The Management Committee then decided to look into creating a body, linked to the UCI ProTour, to promote cycling. The UCI would be a majority shareholder, but it would be open to investment by teams and organisers involved in the UCI ProTour.

The primary purpose of this body will be to optimise the financial potential of the UCI ProTour by making available to all parties involved in the tour, including organisers of the races that will join in the near future, the best possible opportunities in terms of TV production and marketing services, with a view to broadening cycling’s universal appeal.

In terms of sports organisation, the B World Championships will be discontinued, in line with the wishes of the Management Committee.
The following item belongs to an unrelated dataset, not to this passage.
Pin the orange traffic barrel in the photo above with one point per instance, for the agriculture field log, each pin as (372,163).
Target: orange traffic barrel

In future, the Olympic places allocated through this event will be assigned through the Continental Championships and the UCI Continental Circuits, which are experiencing considerable growth in terms of both the number and quality of events.

The Management Committee also approved the creation of a UCI Paracycling World Cup.

The Management Committee took the decision to combine the Elite Road World Championships with the Juniors event beginning in 2011. Following this decision, the 2010 UCI Junior Road and Track World Championships (the last in this format) were granted to Offida in Italy.

Finally, the Management Committee approved the track and cyclo-cross calendars (including the World Cups), which are available on the UCI website (www.uci.ch).

Regarding the current situation with the ASO, RCS and Unipublic events, the Management Committee noted that the French, Italian and Spanish National Federations had not yet asked for them to be registered on any of the calendars.

Consequently, and in accordance with the UCI rules, these events were deemed not to be part of the UCI international calendar.
As a result, the Management Committee has decided to invite the Presidents of the French, Italian, Spanish and Belgian Federations present at the UCI Cyclo-cross World Championships in Treviso to attend a meeting tomorrow to discuss this problem and work out a solution.